The 4 basic slices of the New Asset Allocation Model include:
1) Fixed Income: I have elected to change term 'Bond' in the Old Asset Allocation Model to 'Fixed Income'. This is done to take advantage of the category 'Preferred Stocks' which act more like bonds than stocks. (See the 'Preferred Stock' tab of my website.)
2) Alternative Investments: Alternative investments include Non-Listed REITS, Real Estate LLCs, Business Development Companies, Oil & Gas Partnerships, Commodities, Futures, and equipment leasing. Because Alternative Investments are illiquid for a period of time, they can provide stability to a portfolio, bypassing the normal daily volatility of the stock market. Alternative Investments offer the possibility for current income and future growth.

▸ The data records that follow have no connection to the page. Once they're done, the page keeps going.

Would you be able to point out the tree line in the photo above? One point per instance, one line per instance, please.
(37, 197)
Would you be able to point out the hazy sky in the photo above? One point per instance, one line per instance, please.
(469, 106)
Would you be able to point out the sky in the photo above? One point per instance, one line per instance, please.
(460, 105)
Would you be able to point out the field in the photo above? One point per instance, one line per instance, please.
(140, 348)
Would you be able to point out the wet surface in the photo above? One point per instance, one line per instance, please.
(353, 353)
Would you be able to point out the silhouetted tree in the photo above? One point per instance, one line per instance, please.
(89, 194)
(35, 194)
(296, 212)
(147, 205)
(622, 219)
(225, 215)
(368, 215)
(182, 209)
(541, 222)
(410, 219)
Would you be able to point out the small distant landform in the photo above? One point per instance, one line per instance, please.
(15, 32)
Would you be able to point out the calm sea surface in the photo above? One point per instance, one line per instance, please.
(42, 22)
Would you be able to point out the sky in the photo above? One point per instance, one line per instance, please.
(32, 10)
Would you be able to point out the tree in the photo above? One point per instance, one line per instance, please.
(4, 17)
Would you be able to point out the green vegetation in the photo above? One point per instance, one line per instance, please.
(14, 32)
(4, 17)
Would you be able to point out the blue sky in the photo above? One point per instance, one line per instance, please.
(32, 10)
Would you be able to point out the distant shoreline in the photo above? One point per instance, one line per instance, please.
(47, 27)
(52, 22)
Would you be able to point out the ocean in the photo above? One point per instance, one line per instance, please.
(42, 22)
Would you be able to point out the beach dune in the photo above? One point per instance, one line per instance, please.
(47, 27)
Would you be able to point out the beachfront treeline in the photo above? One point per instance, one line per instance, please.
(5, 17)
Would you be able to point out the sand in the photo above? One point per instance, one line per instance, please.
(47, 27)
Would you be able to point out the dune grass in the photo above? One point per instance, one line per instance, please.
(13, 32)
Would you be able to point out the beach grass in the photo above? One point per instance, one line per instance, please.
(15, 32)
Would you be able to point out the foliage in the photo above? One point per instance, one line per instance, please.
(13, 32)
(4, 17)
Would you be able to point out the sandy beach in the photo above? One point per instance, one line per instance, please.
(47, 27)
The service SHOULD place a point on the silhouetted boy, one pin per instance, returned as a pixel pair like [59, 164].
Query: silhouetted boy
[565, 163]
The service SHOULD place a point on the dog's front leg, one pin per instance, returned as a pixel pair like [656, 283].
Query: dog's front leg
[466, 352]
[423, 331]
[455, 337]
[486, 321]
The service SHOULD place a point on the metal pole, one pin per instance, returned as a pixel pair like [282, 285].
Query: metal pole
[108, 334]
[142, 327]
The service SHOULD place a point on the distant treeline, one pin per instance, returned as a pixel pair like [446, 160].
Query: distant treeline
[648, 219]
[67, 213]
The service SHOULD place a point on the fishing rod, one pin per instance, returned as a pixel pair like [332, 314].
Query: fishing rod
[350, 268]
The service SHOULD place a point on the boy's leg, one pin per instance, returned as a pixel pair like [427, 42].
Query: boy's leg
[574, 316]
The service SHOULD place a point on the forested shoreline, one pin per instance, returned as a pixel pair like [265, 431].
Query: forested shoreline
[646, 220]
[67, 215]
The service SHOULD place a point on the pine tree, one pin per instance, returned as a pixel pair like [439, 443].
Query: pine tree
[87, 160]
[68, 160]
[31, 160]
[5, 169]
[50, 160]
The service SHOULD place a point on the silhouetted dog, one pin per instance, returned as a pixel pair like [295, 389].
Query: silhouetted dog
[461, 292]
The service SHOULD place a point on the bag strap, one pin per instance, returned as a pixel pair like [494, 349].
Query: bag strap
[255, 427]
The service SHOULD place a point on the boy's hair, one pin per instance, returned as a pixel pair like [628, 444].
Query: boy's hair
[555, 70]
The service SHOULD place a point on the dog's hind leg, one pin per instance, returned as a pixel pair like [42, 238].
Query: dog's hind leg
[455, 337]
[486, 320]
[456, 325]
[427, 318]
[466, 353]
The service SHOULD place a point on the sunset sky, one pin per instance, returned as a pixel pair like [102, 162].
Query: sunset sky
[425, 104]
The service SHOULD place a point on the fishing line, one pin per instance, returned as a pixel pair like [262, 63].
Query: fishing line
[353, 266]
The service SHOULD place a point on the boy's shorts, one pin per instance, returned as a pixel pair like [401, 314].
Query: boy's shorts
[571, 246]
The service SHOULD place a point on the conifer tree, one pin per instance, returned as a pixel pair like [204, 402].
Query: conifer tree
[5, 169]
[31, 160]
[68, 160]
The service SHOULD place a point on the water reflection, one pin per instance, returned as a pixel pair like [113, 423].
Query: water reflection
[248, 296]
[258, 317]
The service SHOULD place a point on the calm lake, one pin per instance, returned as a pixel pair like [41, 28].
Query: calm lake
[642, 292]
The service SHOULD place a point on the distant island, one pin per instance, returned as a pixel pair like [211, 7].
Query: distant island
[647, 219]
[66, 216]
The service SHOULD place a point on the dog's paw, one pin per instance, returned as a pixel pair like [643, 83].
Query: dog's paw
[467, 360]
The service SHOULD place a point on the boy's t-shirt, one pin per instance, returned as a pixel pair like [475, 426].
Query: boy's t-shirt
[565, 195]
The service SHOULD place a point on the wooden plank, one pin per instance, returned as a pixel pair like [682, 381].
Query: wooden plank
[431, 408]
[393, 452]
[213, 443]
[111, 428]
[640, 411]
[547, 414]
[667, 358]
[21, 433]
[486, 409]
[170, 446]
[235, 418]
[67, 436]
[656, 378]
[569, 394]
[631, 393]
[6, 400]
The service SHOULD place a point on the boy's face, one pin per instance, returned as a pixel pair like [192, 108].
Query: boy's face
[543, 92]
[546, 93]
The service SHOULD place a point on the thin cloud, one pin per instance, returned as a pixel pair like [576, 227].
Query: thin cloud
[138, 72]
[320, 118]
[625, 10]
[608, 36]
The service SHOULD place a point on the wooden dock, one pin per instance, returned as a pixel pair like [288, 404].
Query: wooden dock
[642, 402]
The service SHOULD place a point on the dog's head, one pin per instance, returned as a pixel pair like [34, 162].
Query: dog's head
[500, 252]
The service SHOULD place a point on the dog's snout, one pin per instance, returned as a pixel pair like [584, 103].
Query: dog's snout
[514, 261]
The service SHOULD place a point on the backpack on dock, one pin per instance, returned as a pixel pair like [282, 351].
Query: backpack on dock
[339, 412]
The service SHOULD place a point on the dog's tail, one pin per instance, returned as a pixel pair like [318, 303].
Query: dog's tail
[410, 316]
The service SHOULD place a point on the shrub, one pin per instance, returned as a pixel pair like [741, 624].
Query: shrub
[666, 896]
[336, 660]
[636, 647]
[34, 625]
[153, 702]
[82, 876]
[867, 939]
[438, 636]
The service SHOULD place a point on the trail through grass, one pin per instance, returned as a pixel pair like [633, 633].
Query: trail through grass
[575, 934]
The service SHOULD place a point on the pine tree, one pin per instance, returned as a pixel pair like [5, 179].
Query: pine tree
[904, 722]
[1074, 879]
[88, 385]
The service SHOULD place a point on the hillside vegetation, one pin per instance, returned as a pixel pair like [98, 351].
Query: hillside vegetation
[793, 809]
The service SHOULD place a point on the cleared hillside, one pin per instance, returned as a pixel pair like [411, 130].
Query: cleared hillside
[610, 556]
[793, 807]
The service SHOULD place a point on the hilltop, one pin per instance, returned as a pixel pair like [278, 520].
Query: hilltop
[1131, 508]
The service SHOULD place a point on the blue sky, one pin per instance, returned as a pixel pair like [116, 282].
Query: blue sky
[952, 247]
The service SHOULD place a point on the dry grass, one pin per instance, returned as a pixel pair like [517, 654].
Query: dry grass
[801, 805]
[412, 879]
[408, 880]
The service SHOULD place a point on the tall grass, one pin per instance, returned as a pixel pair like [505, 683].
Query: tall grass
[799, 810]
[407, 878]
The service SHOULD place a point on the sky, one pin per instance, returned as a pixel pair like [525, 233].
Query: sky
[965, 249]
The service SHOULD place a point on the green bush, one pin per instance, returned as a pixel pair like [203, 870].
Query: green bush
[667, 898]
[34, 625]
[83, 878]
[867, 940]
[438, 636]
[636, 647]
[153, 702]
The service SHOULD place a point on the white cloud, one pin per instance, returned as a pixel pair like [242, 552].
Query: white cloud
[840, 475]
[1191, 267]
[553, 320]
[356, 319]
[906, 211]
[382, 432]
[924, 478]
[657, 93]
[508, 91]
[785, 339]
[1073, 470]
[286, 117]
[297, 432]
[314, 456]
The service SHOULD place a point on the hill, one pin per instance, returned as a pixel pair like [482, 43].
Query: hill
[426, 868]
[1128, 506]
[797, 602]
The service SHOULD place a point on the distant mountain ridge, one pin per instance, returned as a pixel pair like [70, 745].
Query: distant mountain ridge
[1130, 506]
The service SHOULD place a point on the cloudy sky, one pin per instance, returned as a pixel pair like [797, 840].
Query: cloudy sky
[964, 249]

3) Stocks: I have chosen to divide stocks into 2 categories you might not have been previously aware of. 'Non-Insured Stocks' (and you are all aware that stocks are not insured) and what I call 'Insured Stocks', which most of you are not aware of. 'Insured Stocks' refer to the ability to get exposure to the upside of the stock market with a guaranteed no loss of principal available in some annuities.
4) Life Insurance: Perhaps this is the first time you have seen Life Insurance as a slice of the Asset Allocation Model pie.
1 This chart is provided for illustrative purposes only and is not indicative of any specific investment. Asset Allocation cannot eliminate the risk of fluctuating prices and uncertain returns. Past performance is no guarantee of future results. Actual results will vary. Investing in Alternative Investments involve specific risks which are greater than those associated with traditional investments, and may only be offered to investors who meet specific suitability standards, including net worth. Alternative Investments are not suitable for all investors and are intended for experienced and sophisticated investors who are willing to bear the high economic risks of the investment, which can include: Loss of all or substantial portions of investment; lack of liquidity; volatility of returns; restrictions on transfer; lack of diversification and higher risk due to concentration in an asset class; absence of pricing or valuation; delays in tax reporting; higher fees and less regulation than other investments; and in some cases, unproven or inexperienced managers. No offer of any interest in any products will be made in any jurisdiction in which the offer, solicitation or sale is not authorized, or to any person to whom it is unlawful to make such offer, solicitation or sale.
2 U.S. Treasuries are backed by the full faith and credit of the U.S. government.
3 Mortgages that carry the full faith and credit guaranty of the United States government. 4 Includes municipal bonds that are (1) federal income tax free, and (2) insured by policies underwritten by private insurers guaranteeing municipal bonds in the event of default.